Back to Schroedinger's cat in its sealed box. The poison might or might not be released, depending on the motion of an electron say. The early discoverers of Quatum Theory had implied that, since the electron was in a limbo state until observed, so was the cat. Indeed, the mathematics of the theory do seem to show this. Some argued that the cat would be the observer and would therefore bring the electron out of limbo. But the theory showed that while this was the case for the cat, it wasn't true for an observer outside the box. Apparently, the whole cat-in-the-box only comes out of limbo when the inside of the box gets observed by an outsider. What's more, the scientist looking inside the box, being inside a laboratory, was also in limbo until an observer outside the laboratory looked in! Does this sound crazy? Well that was exactly Schroedinger's point. It is crazy, It is a paradox. It cannot be right. The question is now "What exactly is wrong?"

It would be so easy to assume that Quantum Theory is wrong and of course it might be. But it has been around for about a hundred years during which time it has not only survived all tests but has proved to be perhaps the most successful theory ever. It is much more likely that the interpretation of the theory is the thing that is wrong.

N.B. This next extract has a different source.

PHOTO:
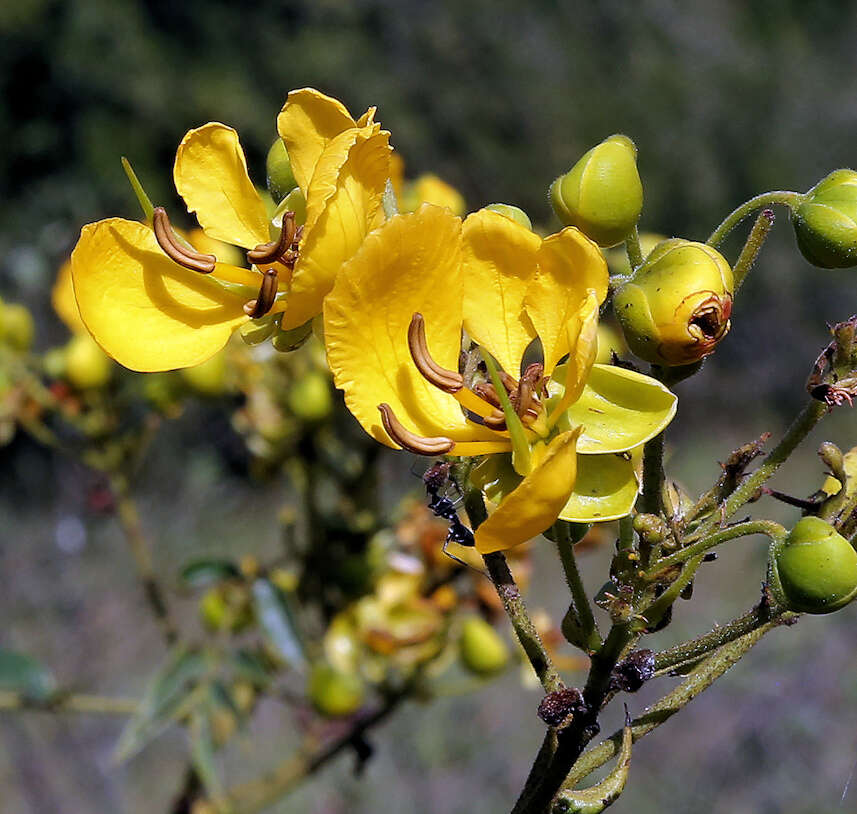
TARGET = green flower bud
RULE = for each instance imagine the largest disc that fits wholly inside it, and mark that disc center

Interpretation of theory is explanation of its content in a much broader and therefore looser way than a published scientific paper. A text book on any topic is one place you will find interpretation. Such books use a lot of wordy explanations and metaphors that relate the new topic to other simpler subjects that we are more likely to be familiar with. Interpretations of Quantum Theory typically try to relate the actions of fundamental particles such as electrons to the actions of ordinary objects like pool balls and bullets.

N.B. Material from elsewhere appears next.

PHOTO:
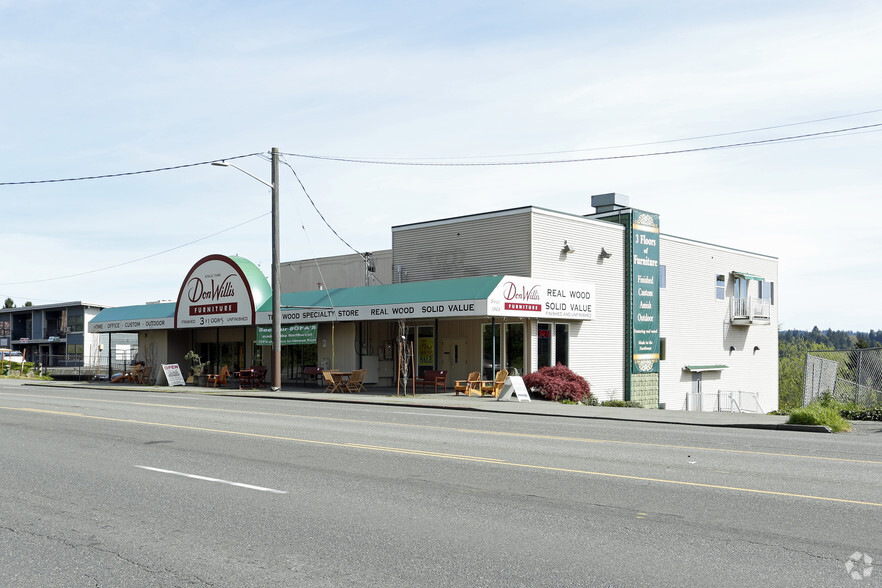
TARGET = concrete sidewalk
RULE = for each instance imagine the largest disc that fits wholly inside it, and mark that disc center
(450, 401)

The problem for any interpreter of Quantum Theory is that there are no ordinary objects that act like fundamental particles. This is true even though ordinary objects seem to be made of fundamental particles. Now, one can quickly tie oneself in knots trying to sort out this conundrum but I believe the most obvious answer is that fundamental particles are not objects.

What? How can a particle not be an object? Again, the simpler answer: They are not particles! They are not things. They are not entities that move about in space. Whatever is going on at the fundamental level of the universe, it is not bits of stuff moving about.

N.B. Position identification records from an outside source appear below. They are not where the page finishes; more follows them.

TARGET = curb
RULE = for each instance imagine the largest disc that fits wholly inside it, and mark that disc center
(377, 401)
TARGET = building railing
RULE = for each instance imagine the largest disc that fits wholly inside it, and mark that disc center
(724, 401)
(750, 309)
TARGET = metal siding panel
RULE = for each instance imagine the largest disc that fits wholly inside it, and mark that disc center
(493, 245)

Let's go back to that raw worldview that we all have in our heads. We look out through our eyes and see objects, lots and lots of them. The world seems to be made of things, stuff, objects, substance, solids, liquids and gases. What if that's wrong? Actually let's not say "wrong". Let's say that seeing the world as a volume of space full of moving objects is the best possible way of surviving in that world. The fact that the idea of objects is appropriate for survival doesn't mean that the universe actually is that way.

In "The Freeze-frame Universe" I present a new interpretation of science that is radically different from the usual one. My interpretation is entirely based on current science and does not change any existing theories. It just helps us see the universe in a different light. There is nothing spooky or mystical about it, no mention of spirit or intelligent design. One of the main differences is that it focusses on the "collisions" between particles rather than the particles themselves. This leads to a universe in which events take centre stage and particles only exist as properties of events. It has several other major features that differ from the usual interpretation and yet it explains how we end up seeing the world as space filled with moving objects.

If "The Freeze-frame Universe" is right, Schroedinger's cat will be as alive or dead inside the box as it would be if we were constantly observing it. If it is not right, it does at least show that an alternative view of reality is possible, one that is consistent with science. Assuming Quantum Theory is right, our intuitive view of reality must be wrong. And whatever the right view is, it will have to be as radical as the Freeze-frame Universe.